Federal Reserve considers raising interest rates
Duke University Practice of Economics professor Connel Fullenkamp discussed how the Federal Reserve is considering raising interest rates. The Fed is expected to take action this week.
“Everything that you pay interest on, the rate is actually based off of the rate on government bonds,” Fullenkamp said. “So, if you pay a mortgage and you read the fine print, the interest rate you pay on a mortgage is actually going to be the interest rate on say the one-year government bond, plus a certain percentage.
“So, when the Fed raises the interest rates on government securities, then every interest rate in the economy moves with it. So, when the Fed raises interest rates by say half a percent, then all the other interest rates go up with it. So, what that’s going to do then is make it more expensive to borrow.”
Fullenkamp said if the Fed raises interest rates, things like shopping with your credit card or buying a new car, will become more expensive.
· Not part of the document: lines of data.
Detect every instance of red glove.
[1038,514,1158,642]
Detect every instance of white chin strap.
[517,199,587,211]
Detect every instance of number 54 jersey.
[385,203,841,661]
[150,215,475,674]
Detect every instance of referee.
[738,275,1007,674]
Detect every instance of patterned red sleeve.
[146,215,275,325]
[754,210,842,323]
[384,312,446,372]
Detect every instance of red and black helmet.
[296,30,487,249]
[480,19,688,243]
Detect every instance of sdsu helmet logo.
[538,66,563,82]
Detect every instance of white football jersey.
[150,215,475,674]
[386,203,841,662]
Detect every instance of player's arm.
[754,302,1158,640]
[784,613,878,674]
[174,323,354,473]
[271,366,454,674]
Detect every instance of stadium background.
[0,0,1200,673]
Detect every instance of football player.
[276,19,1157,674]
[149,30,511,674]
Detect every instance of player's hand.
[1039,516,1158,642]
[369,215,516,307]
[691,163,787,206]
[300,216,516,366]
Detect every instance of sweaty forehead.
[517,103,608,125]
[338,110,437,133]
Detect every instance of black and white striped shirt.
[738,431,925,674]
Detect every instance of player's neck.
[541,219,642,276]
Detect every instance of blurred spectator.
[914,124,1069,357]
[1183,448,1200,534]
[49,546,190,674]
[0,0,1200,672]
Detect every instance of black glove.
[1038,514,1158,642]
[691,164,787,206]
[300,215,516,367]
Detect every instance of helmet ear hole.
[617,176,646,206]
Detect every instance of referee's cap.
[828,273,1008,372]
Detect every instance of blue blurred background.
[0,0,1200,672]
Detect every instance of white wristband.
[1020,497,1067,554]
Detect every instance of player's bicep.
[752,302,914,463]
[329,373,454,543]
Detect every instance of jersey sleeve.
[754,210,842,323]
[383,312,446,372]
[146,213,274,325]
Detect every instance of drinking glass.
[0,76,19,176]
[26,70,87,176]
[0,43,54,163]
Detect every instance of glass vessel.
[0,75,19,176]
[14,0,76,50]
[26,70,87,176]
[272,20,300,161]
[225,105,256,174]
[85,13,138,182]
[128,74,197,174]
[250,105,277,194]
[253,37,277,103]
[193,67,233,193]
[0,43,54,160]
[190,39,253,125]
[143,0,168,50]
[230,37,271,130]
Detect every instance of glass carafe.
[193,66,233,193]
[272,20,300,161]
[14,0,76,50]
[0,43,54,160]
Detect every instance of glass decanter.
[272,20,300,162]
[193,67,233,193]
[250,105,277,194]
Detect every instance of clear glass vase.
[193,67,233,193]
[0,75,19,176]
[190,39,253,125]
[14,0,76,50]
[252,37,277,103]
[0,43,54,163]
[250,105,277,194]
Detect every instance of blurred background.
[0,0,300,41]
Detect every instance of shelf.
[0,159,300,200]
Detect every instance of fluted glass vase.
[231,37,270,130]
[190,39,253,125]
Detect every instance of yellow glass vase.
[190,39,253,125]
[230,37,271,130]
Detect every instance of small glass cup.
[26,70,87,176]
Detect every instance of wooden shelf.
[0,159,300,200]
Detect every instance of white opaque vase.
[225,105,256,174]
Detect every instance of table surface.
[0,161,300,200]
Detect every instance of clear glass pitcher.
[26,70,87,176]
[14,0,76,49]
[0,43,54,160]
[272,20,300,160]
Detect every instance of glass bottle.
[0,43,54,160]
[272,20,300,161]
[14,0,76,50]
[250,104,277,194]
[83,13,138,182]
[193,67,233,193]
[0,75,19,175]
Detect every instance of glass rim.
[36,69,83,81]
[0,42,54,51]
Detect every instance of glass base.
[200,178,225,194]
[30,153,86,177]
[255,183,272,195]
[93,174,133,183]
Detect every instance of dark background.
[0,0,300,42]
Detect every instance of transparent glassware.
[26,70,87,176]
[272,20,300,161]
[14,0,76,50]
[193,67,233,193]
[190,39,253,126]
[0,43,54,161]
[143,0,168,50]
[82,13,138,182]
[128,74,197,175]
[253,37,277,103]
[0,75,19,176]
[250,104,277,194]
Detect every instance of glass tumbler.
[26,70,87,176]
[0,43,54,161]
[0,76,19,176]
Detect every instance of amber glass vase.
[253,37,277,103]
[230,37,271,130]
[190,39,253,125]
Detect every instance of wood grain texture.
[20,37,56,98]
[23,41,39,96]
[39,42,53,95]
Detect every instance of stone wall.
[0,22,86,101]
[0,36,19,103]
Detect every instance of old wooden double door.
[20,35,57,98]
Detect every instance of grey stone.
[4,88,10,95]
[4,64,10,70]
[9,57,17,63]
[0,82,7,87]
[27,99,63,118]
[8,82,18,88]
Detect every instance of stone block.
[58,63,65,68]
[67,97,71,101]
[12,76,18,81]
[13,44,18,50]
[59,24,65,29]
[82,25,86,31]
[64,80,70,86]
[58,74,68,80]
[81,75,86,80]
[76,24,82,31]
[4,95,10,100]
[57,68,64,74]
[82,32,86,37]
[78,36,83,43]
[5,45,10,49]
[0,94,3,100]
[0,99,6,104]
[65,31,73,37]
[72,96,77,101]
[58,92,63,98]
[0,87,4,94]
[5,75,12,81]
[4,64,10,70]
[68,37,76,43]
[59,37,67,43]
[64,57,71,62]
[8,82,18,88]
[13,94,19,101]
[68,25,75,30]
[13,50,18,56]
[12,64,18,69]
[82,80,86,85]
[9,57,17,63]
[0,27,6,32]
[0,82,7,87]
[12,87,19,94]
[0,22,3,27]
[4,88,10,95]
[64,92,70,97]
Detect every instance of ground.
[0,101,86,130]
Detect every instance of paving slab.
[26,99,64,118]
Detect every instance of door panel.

The idea is people will hold off on optional purchases, which will help supply and demand get closer to equilibrium.
“The hope is that then that will take down aggregate demand and then that cools off the inflationary pressures because one of the big causes of inflation is a lot of spending and not enough supply in the economy to provide all the things that people want,” Fullenkamp said.
Investors are nervous because the Federal Reserve could be heading into uncharted territory. A three-quarter point rate increase would certainly show that the Fed is really worried about inflation.
However, a move of that magnitude, although not unprecedented, is rare. The last time the Fed hiked rates by three-quarters of a percentage point was in the Alan Greenspan era: November 1994.
In May, the Fed raised interest rates by a half point. It was an action the Fed hadn’t taken since 2000.
Fullenkamp thinks the Federal Reserve should be “aggressive” about raising interest rates. He believes a recession is “likely,” and he predicts it would happen in early 2023.
“Now, are we going to have a bad recession? I don’t think so,” Fullenkamp said. “I think it’ll be mild by historical standards.”
By Wednesday, the Federal Reserve is expected to unveil whether it plans to raise interest rates again.